= Claude Bréart de Boisanger =

French diplomat

Claude Bréart de Boisanger (25 October 1899 – 7 September 1999) was a French diplomat. General administrator of the Comédie-Française from 1959 to 1960, he also was Yves Bréart de Boisanger's brother.

== Biography ==
After graduation, he chose a diplomatic career. He was named General consul of France at San Francisco in 1941, then was attached to the governor-General of French Indochina, admiral Jean Decoux, to manage relationships between Indochina and the Pacific countries. He was a member of the Conciliation Commission for Palestine in 1949 and in charge of American affairs in 1951, before he was promoted to the post of Ambassador of France in Czechoslovakia from 1953 to 1959.

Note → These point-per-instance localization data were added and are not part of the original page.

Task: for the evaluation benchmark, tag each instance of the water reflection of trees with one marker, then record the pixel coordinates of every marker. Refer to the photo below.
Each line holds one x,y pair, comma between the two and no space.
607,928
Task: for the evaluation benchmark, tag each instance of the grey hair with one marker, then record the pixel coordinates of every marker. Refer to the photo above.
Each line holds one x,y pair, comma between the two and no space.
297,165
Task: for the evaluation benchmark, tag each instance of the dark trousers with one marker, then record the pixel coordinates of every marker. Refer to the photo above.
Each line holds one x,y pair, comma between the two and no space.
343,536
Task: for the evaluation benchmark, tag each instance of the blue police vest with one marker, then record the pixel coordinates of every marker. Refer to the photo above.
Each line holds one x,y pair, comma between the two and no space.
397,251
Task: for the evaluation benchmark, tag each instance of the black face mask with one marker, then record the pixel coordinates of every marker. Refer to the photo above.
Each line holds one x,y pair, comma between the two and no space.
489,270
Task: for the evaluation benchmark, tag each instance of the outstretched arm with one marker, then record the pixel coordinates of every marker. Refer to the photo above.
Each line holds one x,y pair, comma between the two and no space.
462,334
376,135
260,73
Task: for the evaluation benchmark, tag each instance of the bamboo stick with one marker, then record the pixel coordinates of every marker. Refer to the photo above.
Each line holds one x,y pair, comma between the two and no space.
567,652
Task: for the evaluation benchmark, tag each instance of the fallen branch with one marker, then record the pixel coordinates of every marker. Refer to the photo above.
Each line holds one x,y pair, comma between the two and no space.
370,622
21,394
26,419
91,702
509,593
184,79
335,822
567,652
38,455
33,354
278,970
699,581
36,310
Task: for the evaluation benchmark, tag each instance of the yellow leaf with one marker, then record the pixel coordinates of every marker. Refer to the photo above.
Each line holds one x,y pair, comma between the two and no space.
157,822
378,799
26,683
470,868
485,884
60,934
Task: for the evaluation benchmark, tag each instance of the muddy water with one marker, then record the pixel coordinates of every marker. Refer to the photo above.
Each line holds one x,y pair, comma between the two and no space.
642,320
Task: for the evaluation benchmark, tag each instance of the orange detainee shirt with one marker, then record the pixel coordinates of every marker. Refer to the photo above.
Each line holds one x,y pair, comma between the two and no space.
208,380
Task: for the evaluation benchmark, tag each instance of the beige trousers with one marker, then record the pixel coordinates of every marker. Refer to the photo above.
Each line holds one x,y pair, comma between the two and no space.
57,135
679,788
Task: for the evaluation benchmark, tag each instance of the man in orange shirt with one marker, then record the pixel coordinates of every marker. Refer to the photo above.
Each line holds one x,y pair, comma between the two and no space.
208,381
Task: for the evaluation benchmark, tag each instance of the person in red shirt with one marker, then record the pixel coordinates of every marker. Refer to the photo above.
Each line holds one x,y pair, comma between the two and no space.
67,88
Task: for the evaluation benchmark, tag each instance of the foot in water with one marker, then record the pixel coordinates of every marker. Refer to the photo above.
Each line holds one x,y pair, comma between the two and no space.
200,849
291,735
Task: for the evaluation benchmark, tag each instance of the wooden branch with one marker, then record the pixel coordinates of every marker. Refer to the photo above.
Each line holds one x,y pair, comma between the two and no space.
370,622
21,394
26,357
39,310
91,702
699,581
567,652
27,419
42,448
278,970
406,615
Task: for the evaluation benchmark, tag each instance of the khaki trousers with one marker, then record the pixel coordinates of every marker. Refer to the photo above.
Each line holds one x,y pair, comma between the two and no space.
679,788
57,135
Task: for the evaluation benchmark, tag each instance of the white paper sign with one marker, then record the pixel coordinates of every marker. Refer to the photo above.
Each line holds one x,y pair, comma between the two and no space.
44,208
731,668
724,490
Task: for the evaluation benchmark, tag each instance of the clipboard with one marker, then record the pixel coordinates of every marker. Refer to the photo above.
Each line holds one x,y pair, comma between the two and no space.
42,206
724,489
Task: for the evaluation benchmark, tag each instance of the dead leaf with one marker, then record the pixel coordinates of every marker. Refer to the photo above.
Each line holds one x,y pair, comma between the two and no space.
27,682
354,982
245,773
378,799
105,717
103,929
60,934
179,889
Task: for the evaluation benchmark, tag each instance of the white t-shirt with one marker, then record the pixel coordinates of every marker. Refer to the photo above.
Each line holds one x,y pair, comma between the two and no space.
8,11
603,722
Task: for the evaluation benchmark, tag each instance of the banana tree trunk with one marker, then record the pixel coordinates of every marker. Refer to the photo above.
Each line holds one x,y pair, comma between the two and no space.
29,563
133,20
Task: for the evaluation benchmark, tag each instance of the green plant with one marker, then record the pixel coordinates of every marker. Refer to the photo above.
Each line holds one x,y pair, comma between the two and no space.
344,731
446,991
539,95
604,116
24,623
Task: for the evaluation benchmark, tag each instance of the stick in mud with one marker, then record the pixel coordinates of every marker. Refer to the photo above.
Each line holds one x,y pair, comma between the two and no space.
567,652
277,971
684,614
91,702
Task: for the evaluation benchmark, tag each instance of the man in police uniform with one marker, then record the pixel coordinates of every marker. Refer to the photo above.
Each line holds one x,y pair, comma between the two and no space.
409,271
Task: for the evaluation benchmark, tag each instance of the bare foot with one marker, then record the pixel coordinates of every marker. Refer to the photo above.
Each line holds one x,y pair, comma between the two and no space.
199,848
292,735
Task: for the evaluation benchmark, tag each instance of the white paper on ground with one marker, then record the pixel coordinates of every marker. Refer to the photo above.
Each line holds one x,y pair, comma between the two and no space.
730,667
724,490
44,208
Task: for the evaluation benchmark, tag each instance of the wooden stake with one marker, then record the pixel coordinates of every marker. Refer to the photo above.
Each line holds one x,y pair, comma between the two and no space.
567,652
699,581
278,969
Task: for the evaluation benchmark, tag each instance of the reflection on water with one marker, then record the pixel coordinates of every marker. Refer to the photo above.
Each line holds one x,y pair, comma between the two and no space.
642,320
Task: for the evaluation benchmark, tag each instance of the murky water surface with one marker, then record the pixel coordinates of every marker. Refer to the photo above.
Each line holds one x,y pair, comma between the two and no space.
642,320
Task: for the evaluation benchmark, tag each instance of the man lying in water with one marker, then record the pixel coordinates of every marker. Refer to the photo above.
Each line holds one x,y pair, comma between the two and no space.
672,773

Claude de Boisanger was general administrator of the Comédie-Française from April 1959 to January 1960. His appointment was very unpopular with the world of theater and André Malraux finally terminated his functions. Boisanger, who committed no misconduct, seized the Conseil d'État which canceled the decree for abuse of power. Malraux then signed a new decree which was again canceled by the Conseil d'État. Boisanger requested his retirement with regard to the situation. In 1964 he published his memoirs.

== Works ==
- Neuf mois a la Comédie-Française (Nouvelles Éditions latines, 1964)
- On pouvait éviter la guerre d'Indochine : souvenirs 1941-1945 (foreword by M. Jacques Chastenet, Paris, A. Maisonneuve, 1977)
- Vivre en Russie au temps de la N.E.P. (Librairie d'Amérique et d'Orient J Maisonneuve, 1981)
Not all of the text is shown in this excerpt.